There is a whole area of Christian study about the end times. People spend life times reading cryptic dream passages in Revelations and Daniel and attempt to tell us how the end of everything will play out. It gets a bit ridiculous, frankly.
For example, there are scriptures:
and he provides that no one will be able to buy or to sell, except the one who has the mark, either the name of the beast or the number of his name.

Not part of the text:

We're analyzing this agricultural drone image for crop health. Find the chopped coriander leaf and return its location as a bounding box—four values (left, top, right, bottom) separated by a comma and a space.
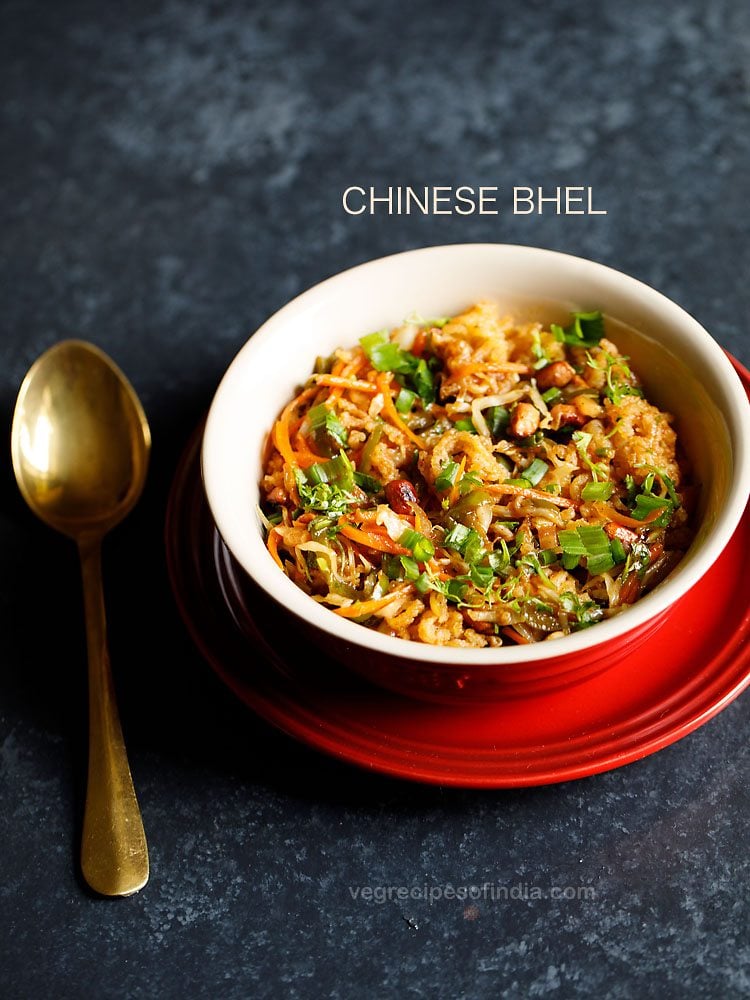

That has been coming true for pretty much all of history. When paper money first appeared, it was the “mark of the beast.” And then credit cards – and now, “Apple Pay.” So many times in history have people thought this was happening only to find out not so much that I have given up trying. That is the thing about predicting the end times, God has a way of telling us what is going to happen and then when He does it, it looks entirely different than what we thought it would. If there is a consistentcy to God’s actions throughout history, that’s it – that people generally don’t recognize them without the benefit of historical perspective.
The first signs of a problem started to emerge around 2014: More young people said the felt overwhelmed and depressed. College counseling centers reported sharp increases in the number of students seeking treatment for mental health issues.
Even as studies were showing increases in symptoms of depression and in suicide among adolescents since 2010, some researchers called the concerns overblown and claimed there simply isn’t enough good data to reach that conclusion.
The idea that there’s an epidemic in anxiety or depression among youth “is simply a myth,” psychiatrist Richard Friedman wrote in The New York Times last year. Others suggested young people were simply more willing to get help when they needed it. Or perhaps counseling centers’ outreach efforts were becoming more effective.
But a new analysis of a large representative survey reinforces what I – and others – have been saying: The epidemic is all too real. In fact, the increase in mental health issues among teens and young adults is nothing short of staggering.
In a time of great prosperity, that is a truly stunning finding. One must ask how could we find ourselves in such a mess.